Pineault was generally a silent sidekick, though I was always afraid he’d put his foot in it. I told him in French to play along but not to badmouth Hobo or commit to anything in case it was a test.
Al then said that we were to go back to Hong Kong to do business with a man named Phillip Yu. But, he added, if we wanted to meet Yu first, we could: he happened to be in Vancouver at the moment. It wasn’t at all clear how Al’s new plan was supposed to work. Was Yu going to be our supplier or a partner? Did he live in Canada or Hong Kong? Would we still be dealing with Rocky and Davey? The only thing crystal clear was that Hobo was out. I told Al, yes, I would like to meet Yu, and we agreed to get together two days later back at the Knight & Day.
Later that evening, at the debrief in a hotel room with Scott and a contingent of other Mounties, Pineault and I wrote our notes and the debate started. Should we forget about going to Hong Kong and take down Lim and company on conspiracy charges as soon as possible? Should we go to Hong Kong and open up a whole new front to the investigation? Everyone had a different opinion. Finally I told them that I was going home and to phone me with instructions. By the next morning the only thing they’d managed to agree on was that Pineault and I should go ahead with meeting Yu.
So Friday evening found us back in the restaurant, in the same booth, waiting for Al and our new playmate. I watched them come in, assessing Phil as he walked toward us. Now here was a gangster! Mid-length leather benny, black silk shirt, dress pants and well-polished boots. Shortish hair slicked right back. Not big—he and I w
eren’t far apart in height and weight—but he sure acted big. It all made for a menacing look. As he came toward our table, his eyes surveyed the room, checking all the booths and looking at everyone but us.
Paterson had run Yu through the system; he was, as they say, “well known to police.” But it was all suspicions, no convictions. Smart and dangerous, I thought—this should be interesting. I tried to mirror Yu’s attitude, and any warmth disappeared from my face. He stared at me, I stared back, and we let Al and Pineault do the talking. My input amounted to a simple yes or no when required. Yu said even less, just nodding when absolutely necessary.
Phil was going to either supply us with heroin directly or be a conduit to another supplier—but the deal would only happen in Hong Kong. Pineault finally came out with the $64,000 question: “How do we know you can produce?” Al looked at Phil and Phil nodded. Al took a package from his pocket and passed it under the table to Pineault, who put it away. It turned out to be an ounce of number-three heroin—coarse and tan-colored, almost like rice. It was the same-quality product as the pound I’d bought from Rocky. The Chinese, at that time, sold it that way, not bothering with the last step in the refining process, which would have bleached it to a fine white powder.
Phil then stood up, nodded goodbye with his hands in his pockets and headed out. Al, saying he would phone me to confirm everything, scurried to follow. But the understanding was clear: Phil was leaving for Hong Kong within the next couple of days and we would see him there.

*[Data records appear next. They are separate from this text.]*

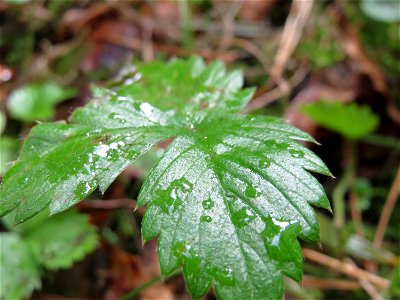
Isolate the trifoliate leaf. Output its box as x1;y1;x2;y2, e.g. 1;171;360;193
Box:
1;58;330;299
138;116;329;299
301;101;379;140
0;232;41;300
7;83;75;122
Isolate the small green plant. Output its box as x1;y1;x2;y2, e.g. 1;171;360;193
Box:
0;58;331;299
0;210;97;300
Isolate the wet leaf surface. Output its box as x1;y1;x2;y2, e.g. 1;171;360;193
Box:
1;58;330;299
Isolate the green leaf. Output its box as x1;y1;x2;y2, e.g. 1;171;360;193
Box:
0;58;330;299
0;136;18;175
361;0;400;23
0;232;41;299
22;211;97;270
301;101;379;140
0;111;7;136
7;82;75;122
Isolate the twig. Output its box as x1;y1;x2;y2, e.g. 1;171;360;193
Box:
78;199;137;209
97;34;238;63
244;69;307;113
346;258;383;300
301;275;361;291
303;248;390;289
121;269;182;300
231;38;270;73
373;168;400;248
271;0;314;86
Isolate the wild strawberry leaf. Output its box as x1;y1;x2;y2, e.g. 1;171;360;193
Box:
1;58;330;299
139;115;329;299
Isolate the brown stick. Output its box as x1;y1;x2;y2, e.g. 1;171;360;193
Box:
303;248;390;289
373;168;400;248
78;199;137;209
301;275;361;291
271;0;314;84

Once the product in the package checked out to be heroin, I thought that was that: we had them cold on conspiracy and more—takedown ahead. So I was surprised when Scott phoned the next day to tell me the trip to Hong Kong was on. His rationale: it would keep Al quiet and thus safeguard the Hobo deal and, more importantly, it might allow us to get Tommy Fong upon our return. We were leaving in four days.